This program detects cache line invalidation policy of three Intel flush instructions: clflush, clflushopt and clwb. It evaluates whether issuing a flush instruction on a cache line presented in the cache of one or several processors invalidates the cache line from all levels of the cache hierarchy. It considers different possible initial states for the cache line, different scenarios regarding the position of the cache line and the core issuing the flush instruction. Also considering the case of multiple NUMA nodes.
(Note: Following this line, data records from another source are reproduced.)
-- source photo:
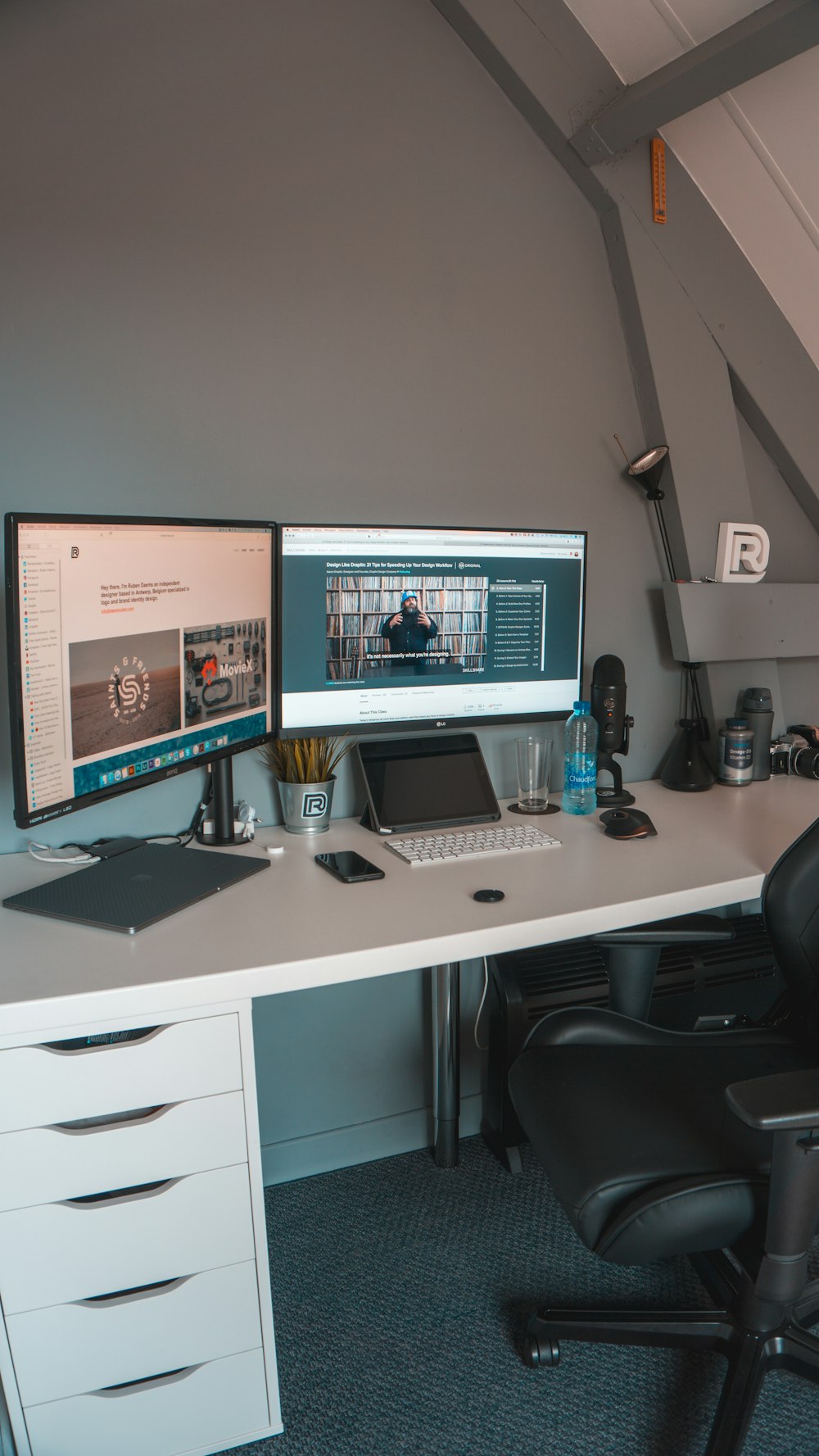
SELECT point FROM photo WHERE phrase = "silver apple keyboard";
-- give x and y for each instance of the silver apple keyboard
(468, 843)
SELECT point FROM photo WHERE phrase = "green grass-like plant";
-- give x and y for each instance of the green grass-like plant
(305, 760)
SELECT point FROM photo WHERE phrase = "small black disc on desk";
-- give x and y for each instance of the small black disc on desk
(550, 809)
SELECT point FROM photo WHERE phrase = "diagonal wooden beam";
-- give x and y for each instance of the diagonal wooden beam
(755, 44)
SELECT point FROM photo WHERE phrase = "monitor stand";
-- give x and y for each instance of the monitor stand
(221, 816)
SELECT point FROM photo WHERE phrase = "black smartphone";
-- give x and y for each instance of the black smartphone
(350, 867)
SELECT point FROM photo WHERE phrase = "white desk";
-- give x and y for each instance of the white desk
(195, 977)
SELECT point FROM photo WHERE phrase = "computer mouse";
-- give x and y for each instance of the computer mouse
(627, 824)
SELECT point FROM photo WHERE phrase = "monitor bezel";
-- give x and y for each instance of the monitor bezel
(423, 724)
(12, 523)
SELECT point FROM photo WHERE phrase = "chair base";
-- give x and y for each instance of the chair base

- Hardware support for each instruction can be checked in CPU flags. If any of the instruction is not supported then the program will not compile. In this case, corresponding instruction can be commented in clwb_all_impl.c file
- For the program to give reliable results, hardware prefetchers should be disabled. To do this, MSR tool should be installed:
sudo apt-get install msr-tools
sudo modprobe msr
disable prefetchers: sudo wrmsr -a 0x1a4 15
enable prefetchers: sudo wrmsr -a 0x1a4 0
check whether changes were applied: sudo rdmsr 0x1a4-
It's necessary to have installed PAPI and HWLOC libraries. This can be done from the official package repositories for most distributions.
-
Not all the processors support PAPI native events that are used in the program. Therefore this should be checked with papi_native_avail command after installing the library. Used events are:
- MEM_LOAD_RETIRED: L1_HIT, L2_HIT, L1_MISS, FB_HIT
- L2_RQSTS: ALL_RFO, RFO_HIT
- L1D: REPLACEMENT
Makefile is provided in src file.
The program can be executed from src file by running the following command:
./clwb_all.runIt can take a parameter to define which instruction should be evaluated: clflush, clflushopt or clwb. By default it evaluates clwb. To allow hardware event counter monitoring, the following command should be executed:
sudo sh -c 'echo -1 >/proc/sys/kernel/perf_event_paranoid' Restoring the original state after running program:
sudo sh -c 'echo 3 >/proc/sys/kernel/perf_event_paranoid' The output of the program lists all the scenarios that are evaluated. Initial state of the cache line is obtained by multithreading, where each thread either reads or modifies the address of an element. If all the threads read, then we get the cache line that is in a shared state in the cache, otherwise if threads modify the element then it will be in a modified state in one of the cores caches.
This work was done for the first year master project in Université Grenoble Alpes, in LIG - team ERODS.